Nick Foles and LeSean McCoy are OK. McCoy, the NFL's leading rusher, left the game late in the first half with a hamstring injury. He returned for the second half. McCoy said it felt like the hamstring "gave out" but after moving around a bit, it felt fine.

Foles took a hit after throwing a pass earlier on the same drive. He kept shaking out his right arm and shrugging his shoulder. He said it was a little sore, but all the gesticulating was just to keep it loose. "I thought he was trying to get the fans into the game," coach Chip Kelly said.

That's a lot of grass. That's how Buddy Ryan described Randall Cunningham's surprise quick kicks. Cunningham once punted the ball 91 yards in the Meadowlands. Donnie Jones' 70-yard punt in the fourth quarter was the Eagles' longest punt since Cunningham hit one 80 yards in 1994. It rolled out of bounds at the Washington 4-yard line.

"That was huge," linebacker Connor Barwin said. "That was like having a 12th man playing defense for us."

Cincinnati in the house. Barwin had a huge sack inside the 10-yard line, forcing Robert Griffin III to fumble. Trent Cole had two sacks. Brent Celek had a 42-yard catch to set up a touchdown. Jason Kelce anchored the offensive line. All four played at the University of Cincinnati.

"It was a great day for the Bearcats," Barwin shouted as Cole answered reporters' questions.

"Go, Bearcats," Cole responded.

So much for the Oregon East rep Kelly's team was developing.

Rapid Reaction: Philadelphia Eagles

November, 17, 2013

PHILADELPHIA -- A few thoughts on the Philadelphia Eagles24-16 victory over the Washington Redskins:

What it means: The Eagles are in first place in the NFC East and, at 6-5, above .500 for the first time since Week 1. They also put a merciful end to their franchise-record 10-game losing streak at home. The game also represented the third strong performance in a row for Nick Foles, making it very unlikely coach Chip Kelly will go back to Michael Vick when Vick fully recovers from his hamstring injury. The Eagles swept Washington, taking big leads in both games and then white-knuckling at the end. Brandon Boykin's end zone interception preserved the victory for the Eagles.

McCoy, for real: The Eagles got a scare late in the first half when running back LeSean McCoy clutched his right hamstring after a run. McCoy went to the locker room for the last few minutes of the second quarter. He returned after halftime, however, and surpassed the 1,000-yard rushing mark for the season. McCoy finished with 77 yards on 20 carries. He had two 1-yard rushing touchdowns.

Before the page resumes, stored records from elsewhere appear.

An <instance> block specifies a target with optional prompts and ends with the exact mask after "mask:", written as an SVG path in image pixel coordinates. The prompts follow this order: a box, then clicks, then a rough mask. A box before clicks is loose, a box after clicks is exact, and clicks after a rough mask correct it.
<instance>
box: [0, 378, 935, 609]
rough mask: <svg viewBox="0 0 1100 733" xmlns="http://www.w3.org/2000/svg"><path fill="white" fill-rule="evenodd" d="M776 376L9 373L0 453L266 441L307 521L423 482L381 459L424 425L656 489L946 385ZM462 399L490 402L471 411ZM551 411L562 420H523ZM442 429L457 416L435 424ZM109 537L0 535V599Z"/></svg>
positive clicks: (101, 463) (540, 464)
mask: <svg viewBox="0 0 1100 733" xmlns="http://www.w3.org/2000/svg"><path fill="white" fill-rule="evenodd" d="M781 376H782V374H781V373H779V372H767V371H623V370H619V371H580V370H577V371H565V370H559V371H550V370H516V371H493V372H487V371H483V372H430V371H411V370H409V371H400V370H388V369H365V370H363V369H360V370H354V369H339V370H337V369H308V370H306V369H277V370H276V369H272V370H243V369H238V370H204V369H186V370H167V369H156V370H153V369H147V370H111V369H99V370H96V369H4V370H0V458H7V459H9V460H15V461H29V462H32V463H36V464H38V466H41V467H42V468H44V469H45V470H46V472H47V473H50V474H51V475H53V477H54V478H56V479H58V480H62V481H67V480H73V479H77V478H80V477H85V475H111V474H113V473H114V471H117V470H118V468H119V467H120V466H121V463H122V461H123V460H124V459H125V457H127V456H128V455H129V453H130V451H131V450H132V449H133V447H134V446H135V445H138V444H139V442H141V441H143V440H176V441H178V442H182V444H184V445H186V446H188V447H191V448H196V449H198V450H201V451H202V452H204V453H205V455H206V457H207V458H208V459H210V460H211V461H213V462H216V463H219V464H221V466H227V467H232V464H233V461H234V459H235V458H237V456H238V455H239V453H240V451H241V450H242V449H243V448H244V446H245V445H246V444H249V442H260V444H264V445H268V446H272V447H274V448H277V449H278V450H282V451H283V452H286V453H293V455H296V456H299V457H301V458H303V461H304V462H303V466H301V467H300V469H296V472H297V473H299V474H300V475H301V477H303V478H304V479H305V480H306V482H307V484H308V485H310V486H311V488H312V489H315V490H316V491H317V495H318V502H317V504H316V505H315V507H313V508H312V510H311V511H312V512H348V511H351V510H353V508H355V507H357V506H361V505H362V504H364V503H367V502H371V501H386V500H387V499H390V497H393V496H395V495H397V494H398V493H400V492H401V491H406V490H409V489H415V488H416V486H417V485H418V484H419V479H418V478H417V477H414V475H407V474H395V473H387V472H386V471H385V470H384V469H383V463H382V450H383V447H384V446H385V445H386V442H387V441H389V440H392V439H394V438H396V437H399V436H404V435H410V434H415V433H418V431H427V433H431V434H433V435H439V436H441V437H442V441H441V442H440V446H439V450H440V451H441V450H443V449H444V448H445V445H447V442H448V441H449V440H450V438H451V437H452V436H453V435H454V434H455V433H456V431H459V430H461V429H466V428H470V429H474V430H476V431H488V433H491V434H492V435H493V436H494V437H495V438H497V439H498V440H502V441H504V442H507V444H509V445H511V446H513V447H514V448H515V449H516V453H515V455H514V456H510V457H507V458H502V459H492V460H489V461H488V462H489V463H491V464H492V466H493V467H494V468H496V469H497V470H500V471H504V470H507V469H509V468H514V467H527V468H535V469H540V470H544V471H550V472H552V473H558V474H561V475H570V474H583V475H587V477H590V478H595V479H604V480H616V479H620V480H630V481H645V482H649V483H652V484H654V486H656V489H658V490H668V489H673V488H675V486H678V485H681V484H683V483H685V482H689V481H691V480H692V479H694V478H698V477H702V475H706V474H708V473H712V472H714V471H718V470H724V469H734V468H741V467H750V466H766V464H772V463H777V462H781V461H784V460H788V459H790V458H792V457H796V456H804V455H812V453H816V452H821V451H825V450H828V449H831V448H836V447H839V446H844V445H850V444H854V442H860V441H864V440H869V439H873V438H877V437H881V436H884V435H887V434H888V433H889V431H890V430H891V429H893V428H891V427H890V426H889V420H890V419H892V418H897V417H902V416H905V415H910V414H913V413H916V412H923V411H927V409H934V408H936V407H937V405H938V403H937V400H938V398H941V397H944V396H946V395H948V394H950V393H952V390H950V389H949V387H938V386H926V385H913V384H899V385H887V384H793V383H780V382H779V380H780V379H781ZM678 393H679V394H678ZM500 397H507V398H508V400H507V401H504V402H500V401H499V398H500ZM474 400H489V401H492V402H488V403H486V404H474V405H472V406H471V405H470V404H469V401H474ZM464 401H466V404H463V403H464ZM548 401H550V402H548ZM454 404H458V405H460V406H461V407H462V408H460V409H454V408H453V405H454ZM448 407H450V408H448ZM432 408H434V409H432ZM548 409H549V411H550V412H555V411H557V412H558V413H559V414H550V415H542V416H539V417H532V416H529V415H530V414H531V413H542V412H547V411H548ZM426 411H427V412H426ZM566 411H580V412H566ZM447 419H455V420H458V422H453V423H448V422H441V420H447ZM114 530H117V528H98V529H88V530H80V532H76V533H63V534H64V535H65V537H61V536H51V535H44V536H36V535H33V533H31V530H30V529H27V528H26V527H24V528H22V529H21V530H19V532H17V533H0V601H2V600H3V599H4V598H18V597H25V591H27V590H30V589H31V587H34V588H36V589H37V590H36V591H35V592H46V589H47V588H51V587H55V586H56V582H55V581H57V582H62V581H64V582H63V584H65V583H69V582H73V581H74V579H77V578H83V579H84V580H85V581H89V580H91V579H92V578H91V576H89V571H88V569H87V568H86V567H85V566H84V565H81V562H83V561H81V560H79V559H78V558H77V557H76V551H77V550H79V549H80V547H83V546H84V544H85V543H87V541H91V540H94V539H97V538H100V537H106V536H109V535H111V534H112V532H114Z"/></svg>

Stock watch: Rising: Bill Davis. The Eagles' defensive coordinator had an excellent scheme and called a great game against Robert Griffin III and Alfred Morris. Since that terrible 52-20 loss in Denver, the Eagles haven't allowed an opponent to score more than 21 points. If the offense had been effective in two home losses against the Cowboys and Giants, the Eagles could easily be at 8-3 with a seven-game winning streak. Davis has the players buying into, and really starting to thrive in, his 3-4 defense. Griffin made things interesting at the end, but Davis' defense ultimately held.

What’s next: The Eagles go into their bye week with a three-game winning streak. When they come back, they have back-to-back home games against Arizona (Dec. 1) and Detroit (Dec. 8). The late bye should help a handful of players with nagging injuries to heal, including left tackle Jason Peters, cornerback Bradley Fletcher and linebacker Mychal Kendricks.